From June 20 on, François Hollande, Jean-Marc Ayrault and Michel Sapin, one after the other, have countered the figures on a civil service staff cut published by Le Figaro newspaper.

On the morning of June 21, the Prime Minister’s office explained to Agence France Presse that the figure of a 2.5% yearly cut in staff, except in the ministries of National Education, Justice, and the Interior, “is not that of the government, the outcome of intra-ministerial discussions will be made public at the end of the month, and the final framework will come late in June.” From the 2012 Earth Summit in Rio de Janeiro, François Hollande stated to Le Monde newspaper that “This seems unlikely to me. After all, if this were the case, I would have been informed.”

For his part, the Minister of Labor, Michel Sapin, refused to confirm “these figures point by point,” which “are not necessarily correct, point by point, it’s up to the government and the concerned ministers to make announcements on the figures in the days and weeks to come.”

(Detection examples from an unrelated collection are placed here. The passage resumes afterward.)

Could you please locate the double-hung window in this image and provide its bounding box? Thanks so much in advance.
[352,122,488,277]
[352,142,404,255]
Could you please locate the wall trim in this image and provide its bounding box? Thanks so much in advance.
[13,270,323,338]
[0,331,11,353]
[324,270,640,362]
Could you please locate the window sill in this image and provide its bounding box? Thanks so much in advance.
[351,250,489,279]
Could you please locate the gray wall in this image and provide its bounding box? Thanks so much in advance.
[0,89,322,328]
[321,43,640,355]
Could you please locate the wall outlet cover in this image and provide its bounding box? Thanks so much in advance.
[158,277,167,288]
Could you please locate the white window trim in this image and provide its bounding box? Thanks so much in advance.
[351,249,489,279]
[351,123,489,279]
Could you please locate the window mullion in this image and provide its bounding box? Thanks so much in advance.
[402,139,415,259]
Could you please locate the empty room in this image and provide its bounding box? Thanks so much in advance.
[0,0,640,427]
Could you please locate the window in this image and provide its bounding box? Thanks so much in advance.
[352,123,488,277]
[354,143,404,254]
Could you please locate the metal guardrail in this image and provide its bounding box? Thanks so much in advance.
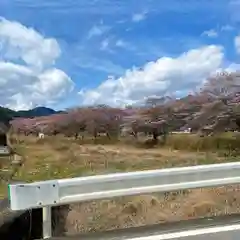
[6,163,240,239]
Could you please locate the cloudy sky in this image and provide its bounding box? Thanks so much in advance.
[0,0,240,109]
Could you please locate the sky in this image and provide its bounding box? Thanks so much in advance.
[0,0,240,110]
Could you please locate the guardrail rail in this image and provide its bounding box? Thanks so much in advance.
[9,162,240,239]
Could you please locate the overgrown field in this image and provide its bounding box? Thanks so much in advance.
[1,133,240,233]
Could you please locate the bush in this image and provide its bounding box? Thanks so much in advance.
[166,133,240,151]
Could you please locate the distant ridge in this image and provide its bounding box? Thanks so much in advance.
[0,107,64,123]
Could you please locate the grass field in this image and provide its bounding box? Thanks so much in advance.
[0,136,240,233]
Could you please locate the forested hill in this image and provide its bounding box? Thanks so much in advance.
[0,107,62,123]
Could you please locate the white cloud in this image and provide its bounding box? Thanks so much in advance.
[100,39,109,50]
[116,39,127,48]
[0,18,73,109]
[79,45,224,106]
[221,24,234,31]
[87,22,110,39]
[202,29,218,38]
[132,12,147,22]
[234,36,240,53]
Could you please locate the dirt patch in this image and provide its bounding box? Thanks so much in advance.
[1,137,240,233]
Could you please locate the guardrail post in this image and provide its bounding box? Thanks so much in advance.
[42,206,52,239]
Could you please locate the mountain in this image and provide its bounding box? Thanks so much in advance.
[0,107,62,123]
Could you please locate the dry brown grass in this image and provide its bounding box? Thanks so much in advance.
[1,136,240,233]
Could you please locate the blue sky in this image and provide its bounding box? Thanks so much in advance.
[0,0,240,109]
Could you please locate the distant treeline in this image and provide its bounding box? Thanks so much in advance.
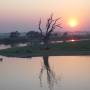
[0,31,90,45]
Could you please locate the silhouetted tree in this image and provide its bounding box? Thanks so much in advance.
[10,31,20,38]
[38,14,62,49]
[9,31,20,47]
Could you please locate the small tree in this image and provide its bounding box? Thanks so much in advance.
[9,31,20,47]
[38,14,62,49]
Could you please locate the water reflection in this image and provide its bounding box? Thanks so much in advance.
[39,56,57,90]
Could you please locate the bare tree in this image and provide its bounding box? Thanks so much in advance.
[38,14,62,49]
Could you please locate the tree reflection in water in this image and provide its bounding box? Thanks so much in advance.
[39,56,57,90]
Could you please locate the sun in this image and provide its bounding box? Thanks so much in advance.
[68,18,78,27]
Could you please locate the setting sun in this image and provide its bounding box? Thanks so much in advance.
[68,18,78,27]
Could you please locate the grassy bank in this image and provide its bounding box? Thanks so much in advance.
[0,41,90,58]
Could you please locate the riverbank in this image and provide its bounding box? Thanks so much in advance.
[0,41,90,58]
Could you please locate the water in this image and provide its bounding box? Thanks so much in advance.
[0,56,90,90]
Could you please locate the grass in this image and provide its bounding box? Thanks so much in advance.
[0,41,90,58]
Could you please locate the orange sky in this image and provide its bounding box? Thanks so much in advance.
[0,0,90,31]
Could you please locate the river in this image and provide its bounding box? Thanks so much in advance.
[0,56,90,90]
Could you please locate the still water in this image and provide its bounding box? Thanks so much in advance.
[0,56,90,90]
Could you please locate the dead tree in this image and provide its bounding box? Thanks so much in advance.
[38,14,62,49]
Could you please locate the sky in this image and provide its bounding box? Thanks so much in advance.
[0,0,90,32]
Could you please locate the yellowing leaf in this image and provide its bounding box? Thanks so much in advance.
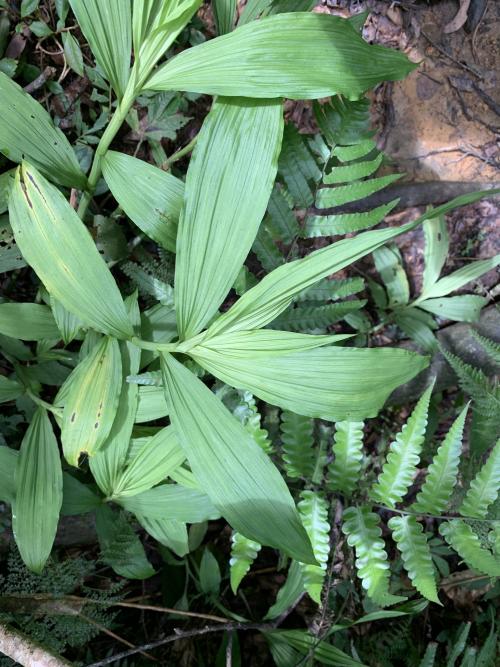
[9,164,133,338]
[12,408,63,573]
[162,355,315,564]
[61,337,122,466]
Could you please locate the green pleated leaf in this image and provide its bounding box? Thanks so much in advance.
[95,505,155,579]
[387,516,441,604]
[136,514,189,558]
[162,355,314,563]
[297,491,330,604]
[118,484,220,523]
[0,303,61,340]
[175,99,283,338]
[303,199,399,238]
[439,519,500,577]
[342,506,405,607]
[12,408,62,574]
[458,440,500,519]
[112,426,186,499]
[10,164,133,338]
[328,421,364,496]
[422,215,450,294]
[0,72,87,189]
[418,294,488,322]
[371,383,434,507]
[190,334,428,421]
[0,375,24,403]
[229,532,262,595]
[89,293,141,496]
[70,0,132,98]
[203,219,421,336]
[0,446,19,504]
[61,337,122,466]
[102,151,184,252]
[147,13,415,99]
[411,405,469,515]
[415,253,500,304]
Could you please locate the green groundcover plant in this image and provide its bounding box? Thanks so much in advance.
[0,0,500,652]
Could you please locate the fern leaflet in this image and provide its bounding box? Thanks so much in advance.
[459,440,500,519]
[342,506,406,607]
[229,532,262,595]
[439,519,500,577]
[371,385,433,507]
[387,516,441,604]
[411,405,469,514]
[328,421,364,496]
[297,491,330,604]
[281,410,315,479]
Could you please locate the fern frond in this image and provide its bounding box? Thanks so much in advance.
[297,491,330,604]
[302,199,399,238]
[411,405,469,514]
[342,506,406,607]
[280,410,315,479]
[269,299,366,332]
[371,385,433,507]
[458,440,500,519]
[387,516,441,604]
[328,421,364,495]
[471,329,500,364]
[439,519,500,577]
[229,532,262,595]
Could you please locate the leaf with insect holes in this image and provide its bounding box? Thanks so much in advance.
[0,72,87,189]
[12,408,63,574]
[61,337,122,466]
[9,163,133,338]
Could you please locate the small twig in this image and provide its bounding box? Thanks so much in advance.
[420,30,484,79]
[24,67,56,95]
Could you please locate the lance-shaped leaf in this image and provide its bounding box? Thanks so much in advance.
[70,0,132,97]
[9,164,133,338]
[118,484,220,523]
[112,426,186,499]
[162,355,315,564]
[0,303,61,340]
[61,337,122,466]
[132,0,202,87]
[0,72,87,189]
[175,99,283,338]
[207,193,497,336]
[102,151,184,252]
[146,13,415,99]
[189,331,428,421]
[387,516,441,604]
[89,293,141,495]
[12,408,63,573]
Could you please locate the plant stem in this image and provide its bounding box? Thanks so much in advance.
[164,135,198,167]
[78,82,135,220]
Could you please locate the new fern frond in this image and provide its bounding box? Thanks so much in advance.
[281,410,315,479]
[387,516,441,604]
[229,532,262,595]
[328,421,364,496]
[342,506,405,606]
[459,440,500,519]
[297,491,330,604]
[411,406,468,514]
[371,385,432,507]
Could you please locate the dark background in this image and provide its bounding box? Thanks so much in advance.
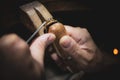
[0,0,120,80]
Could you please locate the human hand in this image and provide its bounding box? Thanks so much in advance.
[52,26,102,72]
[0,33,55,80]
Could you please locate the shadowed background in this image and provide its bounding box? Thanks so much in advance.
[0,0,120,80]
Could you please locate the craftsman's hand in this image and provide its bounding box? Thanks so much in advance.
[52,26,102,71]
[0,33,55,80]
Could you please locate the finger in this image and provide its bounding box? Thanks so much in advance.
[30,33,55,65]
[51,53,66,70]
[65,26,90,44]
[60,36,91,65]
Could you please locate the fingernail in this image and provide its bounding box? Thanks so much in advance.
[60,36,71,48]
[48,33,56,43]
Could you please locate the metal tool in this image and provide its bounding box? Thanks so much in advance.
[20,1,81,72]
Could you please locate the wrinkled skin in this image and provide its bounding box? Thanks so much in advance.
[0,26,114,80]
[52,26,102,72]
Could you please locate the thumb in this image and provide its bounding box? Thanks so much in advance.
[30,33,55,65]
[59,36,79,58]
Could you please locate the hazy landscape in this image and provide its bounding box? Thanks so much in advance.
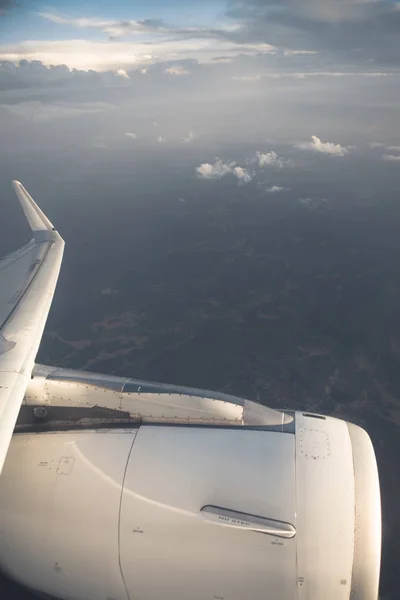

François Hollande’s campaign promise.

Questioned on the Europe 1 radio network, the Minister of Labor moreover pointed out that controlling the number of civil servants is “not a revelation,” “it’s simply the realization of what François Hollande said throughout the election campaign: there will be no overall fall in the number of civil servants. And I can say this in a different way, there will not be an overall increase in the number of civil servants. If there is an increase in one ministry, there will be no increase in staff in some other ministry.”

Mr. Sapin also mentioned the “necessary” reductions in operating expenses, “offices, automobiles, all of the expenses that can be trimmed without endangering public service.”